Leah Greer Barrow added that her grandfather John U. Greer was born in Ashe County, North Carolina in 1867 and died 1972 in Pike County, Kentucky. Lean "grew up digging Mayapple and Bloodroot for my grandfather. He wouldn't let us dig the gensing. He would pay us a little money and then he would lay it out to dry. He then took it to his cousin for money. ...I ran into a girl in Aiken, South Carolina with the name tag of Greer. She married the grandson of R.G. Greer in Pikeville, Kentucky that had the herb business. She told me that they were back in business. My nephew lives in our home place and he sells the ginseng around $450.00 a pound. His first cousin had an herb company in Pikeville, Kentucky, and it is still in operation today." (e-mails courtesy Leah Greer Barrow, 9 and 10 April 2006).

Letter of Arlie C. Morphew, April 30, 1971

The England Link to Chatham County, North Carolina

“A descendant of John England, Bess A. Machtley of West Chester, Pa. has quite a book on the Englands, and I will quote a ...reason (why) John England went to Chatham County, N.C. before moving on to Burke County by 1790. Mrs. Machtley is a descendant of Aaron England, son of John England.”

“William England, born Tyrone Ireland, came with the first Scotch-Irish immigration to Chester County, Pa., and was the first known England to settle in America. He located in Somerset County, Maryland, after marrying 1st to Elizabeth Wilcox or Wilcoxin. One son was born - William England. He married 2nd to Mary Watson, daughter of William Watson, Gloucester, N.J. There were four sons to this 2nd marriage, all born in Maryland: Daniel, Joseph, Samuel, and John England. With the tide of immigration moving south, he took his family in 1760 to Chatham County, N.C. where he received a large land grant. (The reason John went to Chatham County to see his father before going to Burke County). Of course Silas went along to get Elizabeth, but was back in the vicinity of Deep River Quakers. Very shortly thereafter, Mrs. Machtley says there is some doubt about John England’s religion, maybe none, but we do know that Elizabeth was a member of Three Forks Baptist Church. Mrs.
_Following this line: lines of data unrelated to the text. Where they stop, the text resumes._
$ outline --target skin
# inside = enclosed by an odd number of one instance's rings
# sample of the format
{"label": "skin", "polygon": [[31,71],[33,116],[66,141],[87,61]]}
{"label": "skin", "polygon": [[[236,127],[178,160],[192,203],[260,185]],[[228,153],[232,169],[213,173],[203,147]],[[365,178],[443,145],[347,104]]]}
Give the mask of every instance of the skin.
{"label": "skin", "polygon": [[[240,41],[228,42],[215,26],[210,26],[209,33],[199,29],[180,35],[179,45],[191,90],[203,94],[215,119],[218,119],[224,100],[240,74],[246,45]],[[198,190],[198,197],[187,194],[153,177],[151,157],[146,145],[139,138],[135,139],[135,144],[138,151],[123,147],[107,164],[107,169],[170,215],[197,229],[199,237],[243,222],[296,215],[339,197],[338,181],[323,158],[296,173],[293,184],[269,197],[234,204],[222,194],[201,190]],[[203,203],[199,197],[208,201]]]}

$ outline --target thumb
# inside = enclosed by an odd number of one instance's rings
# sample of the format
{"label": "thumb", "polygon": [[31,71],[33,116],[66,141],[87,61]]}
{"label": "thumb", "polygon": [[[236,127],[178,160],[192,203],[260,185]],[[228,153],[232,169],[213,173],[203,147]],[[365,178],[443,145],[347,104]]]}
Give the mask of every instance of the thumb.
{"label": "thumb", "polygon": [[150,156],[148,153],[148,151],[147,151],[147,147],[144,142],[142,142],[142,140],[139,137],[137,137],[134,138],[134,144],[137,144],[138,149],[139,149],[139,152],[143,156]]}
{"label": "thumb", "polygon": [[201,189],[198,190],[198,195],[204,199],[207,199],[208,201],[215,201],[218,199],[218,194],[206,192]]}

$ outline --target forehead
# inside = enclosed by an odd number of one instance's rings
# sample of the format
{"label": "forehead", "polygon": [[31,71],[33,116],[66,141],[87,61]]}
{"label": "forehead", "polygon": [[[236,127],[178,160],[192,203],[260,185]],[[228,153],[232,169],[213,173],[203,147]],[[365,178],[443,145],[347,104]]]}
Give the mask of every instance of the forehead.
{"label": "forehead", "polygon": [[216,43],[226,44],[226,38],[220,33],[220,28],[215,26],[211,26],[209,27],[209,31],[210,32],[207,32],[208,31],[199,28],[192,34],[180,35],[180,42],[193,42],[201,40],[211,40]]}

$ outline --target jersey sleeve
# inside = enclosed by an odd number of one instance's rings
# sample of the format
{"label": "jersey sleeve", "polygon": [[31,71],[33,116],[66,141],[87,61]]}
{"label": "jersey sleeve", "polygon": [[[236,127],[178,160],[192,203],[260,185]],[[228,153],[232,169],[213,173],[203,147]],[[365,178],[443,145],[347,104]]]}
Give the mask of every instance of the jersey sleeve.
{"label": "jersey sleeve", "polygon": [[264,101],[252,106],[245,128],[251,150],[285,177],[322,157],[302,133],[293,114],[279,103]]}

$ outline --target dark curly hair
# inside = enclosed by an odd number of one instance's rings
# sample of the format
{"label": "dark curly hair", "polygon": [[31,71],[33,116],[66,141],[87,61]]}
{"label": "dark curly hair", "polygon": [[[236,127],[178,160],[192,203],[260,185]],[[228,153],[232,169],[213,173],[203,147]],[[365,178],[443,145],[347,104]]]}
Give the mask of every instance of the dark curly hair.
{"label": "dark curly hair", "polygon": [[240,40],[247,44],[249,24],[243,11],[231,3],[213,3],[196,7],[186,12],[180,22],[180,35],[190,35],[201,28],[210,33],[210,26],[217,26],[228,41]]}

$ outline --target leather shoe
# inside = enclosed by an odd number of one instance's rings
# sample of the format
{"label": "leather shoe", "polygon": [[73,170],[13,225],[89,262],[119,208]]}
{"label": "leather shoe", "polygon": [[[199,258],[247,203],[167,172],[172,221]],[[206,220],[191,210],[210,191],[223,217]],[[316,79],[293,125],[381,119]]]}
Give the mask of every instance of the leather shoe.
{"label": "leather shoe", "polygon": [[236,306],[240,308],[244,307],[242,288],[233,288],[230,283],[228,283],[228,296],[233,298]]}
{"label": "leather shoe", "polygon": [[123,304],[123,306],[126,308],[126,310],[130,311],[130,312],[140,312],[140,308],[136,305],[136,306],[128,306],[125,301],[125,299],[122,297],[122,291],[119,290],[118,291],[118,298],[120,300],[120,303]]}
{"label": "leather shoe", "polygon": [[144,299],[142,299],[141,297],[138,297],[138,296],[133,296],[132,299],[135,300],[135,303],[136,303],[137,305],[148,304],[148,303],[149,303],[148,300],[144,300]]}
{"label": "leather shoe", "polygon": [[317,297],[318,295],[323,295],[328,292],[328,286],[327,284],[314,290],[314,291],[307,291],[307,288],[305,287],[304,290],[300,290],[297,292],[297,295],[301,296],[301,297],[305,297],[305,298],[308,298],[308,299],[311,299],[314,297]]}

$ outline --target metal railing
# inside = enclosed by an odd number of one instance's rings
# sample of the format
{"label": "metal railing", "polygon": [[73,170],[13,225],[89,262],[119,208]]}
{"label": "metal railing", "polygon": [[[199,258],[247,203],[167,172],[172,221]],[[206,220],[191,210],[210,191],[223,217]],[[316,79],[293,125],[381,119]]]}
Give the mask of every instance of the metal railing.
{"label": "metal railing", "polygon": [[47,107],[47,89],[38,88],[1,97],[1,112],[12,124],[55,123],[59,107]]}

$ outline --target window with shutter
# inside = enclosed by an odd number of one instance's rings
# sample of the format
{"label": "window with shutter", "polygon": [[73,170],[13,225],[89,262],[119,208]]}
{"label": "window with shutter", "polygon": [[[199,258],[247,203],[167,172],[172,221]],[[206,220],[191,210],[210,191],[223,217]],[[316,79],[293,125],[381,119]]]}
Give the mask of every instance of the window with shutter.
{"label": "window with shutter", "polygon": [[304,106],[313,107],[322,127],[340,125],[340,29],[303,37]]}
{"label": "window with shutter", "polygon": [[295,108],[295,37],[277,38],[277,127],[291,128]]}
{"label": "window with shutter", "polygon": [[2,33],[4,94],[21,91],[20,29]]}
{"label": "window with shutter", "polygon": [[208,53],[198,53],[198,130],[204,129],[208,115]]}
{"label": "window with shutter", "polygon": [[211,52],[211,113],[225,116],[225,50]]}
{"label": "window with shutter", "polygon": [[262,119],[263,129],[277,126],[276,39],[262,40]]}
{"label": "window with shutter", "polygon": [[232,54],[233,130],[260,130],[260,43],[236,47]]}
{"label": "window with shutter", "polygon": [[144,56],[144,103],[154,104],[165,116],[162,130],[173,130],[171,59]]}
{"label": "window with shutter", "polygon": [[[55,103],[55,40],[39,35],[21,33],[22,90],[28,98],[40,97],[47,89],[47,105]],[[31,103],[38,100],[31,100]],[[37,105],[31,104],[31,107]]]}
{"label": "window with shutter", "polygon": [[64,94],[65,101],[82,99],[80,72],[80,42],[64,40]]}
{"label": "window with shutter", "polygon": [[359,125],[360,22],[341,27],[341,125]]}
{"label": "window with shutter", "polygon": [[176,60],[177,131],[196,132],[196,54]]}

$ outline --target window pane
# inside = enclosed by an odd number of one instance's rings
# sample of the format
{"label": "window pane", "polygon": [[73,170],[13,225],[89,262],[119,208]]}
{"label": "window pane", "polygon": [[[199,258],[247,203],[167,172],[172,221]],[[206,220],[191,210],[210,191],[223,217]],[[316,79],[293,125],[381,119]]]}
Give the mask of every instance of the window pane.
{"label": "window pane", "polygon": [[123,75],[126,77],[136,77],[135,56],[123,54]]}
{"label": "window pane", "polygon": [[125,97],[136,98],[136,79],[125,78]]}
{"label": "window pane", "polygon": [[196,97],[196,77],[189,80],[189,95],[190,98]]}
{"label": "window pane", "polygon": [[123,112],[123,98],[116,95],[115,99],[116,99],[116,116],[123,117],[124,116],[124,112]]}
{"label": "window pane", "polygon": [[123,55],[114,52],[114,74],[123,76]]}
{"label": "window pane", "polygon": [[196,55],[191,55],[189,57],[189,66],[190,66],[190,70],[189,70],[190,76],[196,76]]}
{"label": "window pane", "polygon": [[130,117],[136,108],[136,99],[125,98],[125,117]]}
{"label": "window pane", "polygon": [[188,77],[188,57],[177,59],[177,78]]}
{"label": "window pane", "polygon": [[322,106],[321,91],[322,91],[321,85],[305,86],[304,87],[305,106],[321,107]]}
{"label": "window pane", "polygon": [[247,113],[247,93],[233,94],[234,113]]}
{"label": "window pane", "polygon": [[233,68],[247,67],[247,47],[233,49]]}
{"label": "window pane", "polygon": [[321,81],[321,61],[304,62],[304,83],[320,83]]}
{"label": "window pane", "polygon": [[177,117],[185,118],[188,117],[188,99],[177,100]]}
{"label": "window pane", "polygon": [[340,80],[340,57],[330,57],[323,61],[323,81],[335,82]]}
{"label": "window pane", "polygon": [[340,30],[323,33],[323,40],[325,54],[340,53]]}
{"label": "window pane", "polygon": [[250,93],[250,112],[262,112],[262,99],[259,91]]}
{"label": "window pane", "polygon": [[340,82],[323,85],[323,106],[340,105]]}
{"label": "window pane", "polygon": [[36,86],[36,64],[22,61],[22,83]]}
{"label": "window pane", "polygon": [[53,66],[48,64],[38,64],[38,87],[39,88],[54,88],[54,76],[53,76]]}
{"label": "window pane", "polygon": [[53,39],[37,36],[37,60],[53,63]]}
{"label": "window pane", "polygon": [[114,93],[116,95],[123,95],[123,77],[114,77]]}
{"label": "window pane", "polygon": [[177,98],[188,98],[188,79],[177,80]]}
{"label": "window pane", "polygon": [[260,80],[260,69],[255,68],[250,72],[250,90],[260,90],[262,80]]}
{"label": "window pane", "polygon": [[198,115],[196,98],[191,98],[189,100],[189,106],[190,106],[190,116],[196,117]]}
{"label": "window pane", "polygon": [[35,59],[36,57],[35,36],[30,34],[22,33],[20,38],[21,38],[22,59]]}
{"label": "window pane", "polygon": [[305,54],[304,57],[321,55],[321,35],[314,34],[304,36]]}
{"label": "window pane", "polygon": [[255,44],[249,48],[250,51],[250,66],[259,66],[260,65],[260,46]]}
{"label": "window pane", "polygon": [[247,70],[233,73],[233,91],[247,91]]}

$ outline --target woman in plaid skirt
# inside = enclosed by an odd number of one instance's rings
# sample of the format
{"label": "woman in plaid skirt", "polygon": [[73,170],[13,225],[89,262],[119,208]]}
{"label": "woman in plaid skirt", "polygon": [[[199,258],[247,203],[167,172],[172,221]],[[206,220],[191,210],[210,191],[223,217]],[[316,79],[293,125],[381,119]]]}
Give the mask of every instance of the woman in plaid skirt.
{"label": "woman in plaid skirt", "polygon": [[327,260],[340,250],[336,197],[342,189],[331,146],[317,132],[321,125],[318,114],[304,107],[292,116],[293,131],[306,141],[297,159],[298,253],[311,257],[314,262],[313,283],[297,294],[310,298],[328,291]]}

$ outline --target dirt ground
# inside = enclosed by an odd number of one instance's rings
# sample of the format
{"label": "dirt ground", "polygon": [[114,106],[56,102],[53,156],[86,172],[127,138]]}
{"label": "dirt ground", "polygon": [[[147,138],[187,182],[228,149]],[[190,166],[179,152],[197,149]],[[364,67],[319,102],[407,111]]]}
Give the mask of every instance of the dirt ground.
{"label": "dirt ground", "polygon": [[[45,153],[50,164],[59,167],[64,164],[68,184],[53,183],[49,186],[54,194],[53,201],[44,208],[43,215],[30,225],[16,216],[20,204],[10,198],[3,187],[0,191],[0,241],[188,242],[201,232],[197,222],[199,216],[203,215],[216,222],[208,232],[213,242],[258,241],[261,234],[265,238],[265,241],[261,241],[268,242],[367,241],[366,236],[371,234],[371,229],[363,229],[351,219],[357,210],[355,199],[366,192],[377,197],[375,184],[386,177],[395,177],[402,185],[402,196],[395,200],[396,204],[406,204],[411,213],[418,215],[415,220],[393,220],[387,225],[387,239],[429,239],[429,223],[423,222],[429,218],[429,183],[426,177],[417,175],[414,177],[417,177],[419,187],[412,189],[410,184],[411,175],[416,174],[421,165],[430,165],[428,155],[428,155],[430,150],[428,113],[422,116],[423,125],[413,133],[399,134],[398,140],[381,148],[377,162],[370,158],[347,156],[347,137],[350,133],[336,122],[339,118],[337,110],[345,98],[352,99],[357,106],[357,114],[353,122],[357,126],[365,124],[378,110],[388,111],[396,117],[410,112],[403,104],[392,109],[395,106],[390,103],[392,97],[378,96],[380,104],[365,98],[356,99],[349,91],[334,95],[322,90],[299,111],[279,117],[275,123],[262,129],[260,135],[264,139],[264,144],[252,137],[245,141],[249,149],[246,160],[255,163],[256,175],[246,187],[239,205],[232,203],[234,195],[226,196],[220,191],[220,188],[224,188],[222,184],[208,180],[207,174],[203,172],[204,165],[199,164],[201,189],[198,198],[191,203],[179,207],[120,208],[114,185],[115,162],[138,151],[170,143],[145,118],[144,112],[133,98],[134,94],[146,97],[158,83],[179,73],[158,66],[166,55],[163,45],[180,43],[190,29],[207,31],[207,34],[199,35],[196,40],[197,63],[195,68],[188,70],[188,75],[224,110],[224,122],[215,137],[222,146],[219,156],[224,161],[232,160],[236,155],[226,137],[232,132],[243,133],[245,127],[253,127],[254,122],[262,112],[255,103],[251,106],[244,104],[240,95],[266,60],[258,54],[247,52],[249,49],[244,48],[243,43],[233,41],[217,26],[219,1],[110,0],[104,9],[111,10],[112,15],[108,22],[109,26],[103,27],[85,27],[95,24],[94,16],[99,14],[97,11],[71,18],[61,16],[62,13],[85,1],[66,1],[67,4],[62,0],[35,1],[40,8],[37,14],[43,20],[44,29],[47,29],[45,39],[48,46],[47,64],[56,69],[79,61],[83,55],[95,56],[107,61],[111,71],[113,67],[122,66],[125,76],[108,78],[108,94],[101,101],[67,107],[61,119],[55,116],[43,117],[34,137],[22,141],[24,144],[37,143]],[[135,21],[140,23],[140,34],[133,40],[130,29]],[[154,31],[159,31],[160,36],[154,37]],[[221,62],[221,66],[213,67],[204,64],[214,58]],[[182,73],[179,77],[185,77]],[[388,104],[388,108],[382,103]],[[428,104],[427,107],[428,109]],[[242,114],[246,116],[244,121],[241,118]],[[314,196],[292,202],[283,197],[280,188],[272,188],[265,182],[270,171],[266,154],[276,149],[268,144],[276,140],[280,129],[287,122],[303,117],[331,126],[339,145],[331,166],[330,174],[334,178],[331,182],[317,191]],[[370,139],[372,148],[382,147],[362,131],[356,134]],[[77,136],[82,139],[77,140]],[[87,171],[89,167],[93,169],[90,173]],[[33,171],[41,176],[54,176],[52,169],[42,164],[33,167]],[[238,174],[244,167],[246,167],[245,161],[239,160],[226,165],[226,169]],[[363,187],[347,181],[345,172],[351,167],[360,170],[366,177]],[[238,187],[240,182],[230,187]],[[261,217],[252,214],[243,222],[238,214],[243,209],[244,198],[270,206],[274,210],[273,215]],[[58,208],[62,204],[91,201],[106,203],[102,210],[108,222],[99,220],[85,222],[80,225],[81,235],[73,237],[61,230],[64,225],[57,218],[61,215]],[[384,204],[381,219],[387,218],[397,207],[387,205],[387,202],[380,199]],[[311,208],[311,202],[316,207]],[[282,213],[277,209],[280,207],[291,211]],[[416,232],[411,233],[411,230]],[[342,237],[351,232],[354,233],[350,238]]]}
Machtley says she lived down the road from the land of Goshen Quaker meeting house and cemetery.”

In the same letter, Arlie changes the subject: “Another Morphew has popped up – Jesse Morphew, who died in 1810 and had 2560 acres of land in one tract and another 2500 acres, purchased in 1809, all in White County, Tennessee. On May 15, 1811, an inventory of his estate was made by Uriah Morphew and presented to the courts on that date (will book A-10). Now this is something else - for who was Jesse Morphew and why would Uriah Morphew be inventorying his estate?”